#!/bin/bash
# dirtyfrag-userns-mitigation.sh
# Alternative Dirty Frag mitigation for hosts where the modprobe blacklist
# would break legitimate consumers of esp4/esp6 (e.g. Docker Swarm encrypted
# overlay networks, strongSwan, libreswan, corporate VPN clients).
#
# Restricts unprivileged user namespace creation, which is the prerequisite
# for the xfrm-ESP attack chain.
#
# IMPORTANT — partial coverage:
#   This does NOT mitigate the RxRPC variant of Dirty Frag. The RxRPC variant
#   works on Ubuntu hosts that have rxrpc.ko built (the default) regardless of
#   namespace policy. Hosts using this mitigation remain partially exposed
#   until a patched kernel is available.
#
# Idempotent. Designed to run via Fleet's run-script.

set -u

CONF_FILE="/etc/sysctl.d/99-dirtyfrag-userns.conf"
EXIT=0

# --- root check ---------------------------------------------------------------
if [ "$(id -u)" -ne 0 ]; then
    echo "ERROR: must run as root" >&2
    exit 1
fi

# --- detect distro family to pick the right knob -----------------------------
FAMILY="unknown"
if [ -r /etc/os-release ]; then
    # shellcheck disable=SC1091
    . /etc/os-release
    FAMILY="${ID_LIKE:-${ID:-unknown}}"
fi

# Debian/Ubuntu expose kernel.unprivileged_userns_clone (a Debian patch).
# RHEL/Fedora don't have that knob; use the namespace-count limit instead.
case "$FAMILY" in
    *debian*|*ubuntu*)
        KEY="kernel.unprivileged_userns_clone"
        VALUE="0"
        ;;
    *rhel*|*fedora*|*centos*)
        KEY="user.max_user_namespaces"
        VALUE="0"
        ;;
    *)
        # Fallback: try the Debian knob first; if not present at runtime
        # the post-write sysctl reload will warn.
        KEY="kernel.unprivileged_userns_clone"
        VALUE="0"
        ;;
esac

echo "DETECTED: family=$FAMILY → using $KEY=$VALUE"

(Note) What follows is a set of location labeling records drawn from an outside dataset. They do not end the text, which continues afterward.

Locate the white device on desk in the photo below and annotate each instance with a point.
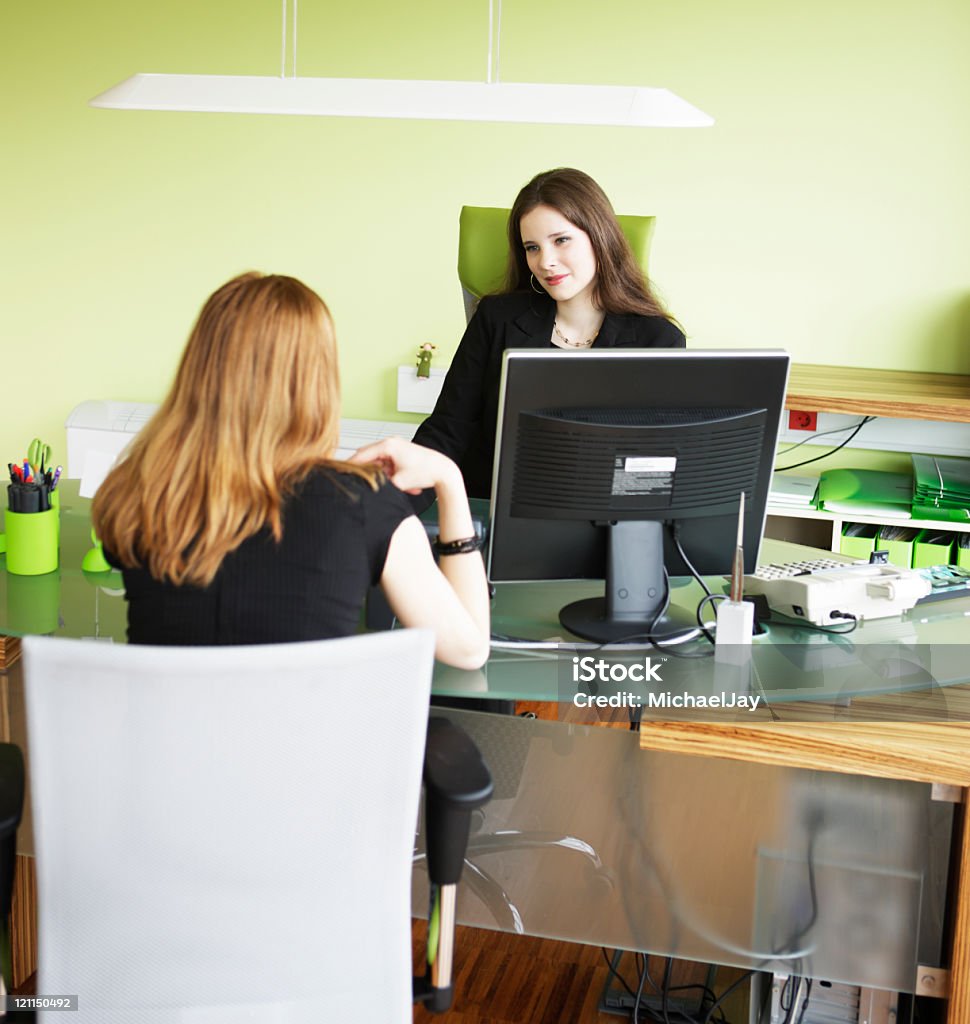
(827, 592)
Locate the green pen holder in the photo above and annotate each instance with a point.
(31, 542)
(33, 603)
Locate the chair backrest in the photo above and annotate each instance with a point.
(482, 248)
(226, 834)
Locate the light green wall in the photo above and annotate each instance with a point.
(828, 212)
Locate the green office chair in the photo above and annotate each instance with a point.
(482, 249)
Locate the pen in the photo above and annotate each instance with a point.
(737, 570)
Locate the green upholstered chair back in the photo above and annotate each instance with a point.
(482, 249)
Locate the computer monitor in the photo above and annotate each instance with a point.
(606, 460)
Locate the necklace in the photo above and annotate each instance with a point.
(572, 344)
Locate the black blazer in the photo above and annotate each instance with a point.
(464, 419)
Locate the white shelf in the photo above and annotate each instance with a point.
(838, 519)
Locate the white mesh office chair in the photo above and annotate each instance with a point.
(226, 834)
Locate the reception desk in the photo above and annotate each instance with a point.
(705, 835)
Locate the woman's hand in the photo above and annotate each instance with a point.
(452, 599)
(411, 467)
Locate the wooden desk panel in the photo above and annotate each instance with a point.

# --- write sysctl drop-in -----------------------------------------------------
cat > "$CONF_FILE" <<EOF
# Mitigation for Dirty Frag (xfrm-ESP variant) — restrict unprivileged user namespaces.
# Does not cover the RxRPC variant. Remove once a patched kernel is deployed.
$KEY = $VALUE
EOF

if [ ! -s "$CONF_FILE" ]; then
    echo "ERROR: failed to write $CONF_FILE" >&2
    exit 1
fi
chmod 0644 "$CONF_FILE"
echo "WROTE: $CONF_FILE"

# --- apply now ----------------------------------------------------------------
if sysctl -p "$CONF_FILE" >/dev/null 2>&1; then
    CURRENT="$(sysctl -n "$KEY" 2>/dev/null || echo '?')"
    echo "APPLIED: $KEY = $CURRENT"
    if [ "$CURRENT" != "$VALUE" ]; then
        echo "WARN: runtime value ($CURRENT) does not match desired ($VALUE)"
        EXIT=2
    fi
else
    echo "WARN: sysctl reload failed; setting will apply on next boot"
    EXIT=2
fi

# --- verification -------------------------------------------------------------
echo "----- verification -----"
echo "[$CONF_FILE]"
cat "$CONF_FILE"
echo
echo "[runtime sysctl]"
sysctl "$KEY" 2>/dev/null || echo "  $KEY: not available on this kernel"

# Exit 0 = applied cleanly; 2 = written but runtime apply incomplete (reboot will fix).
exit "$EXIT"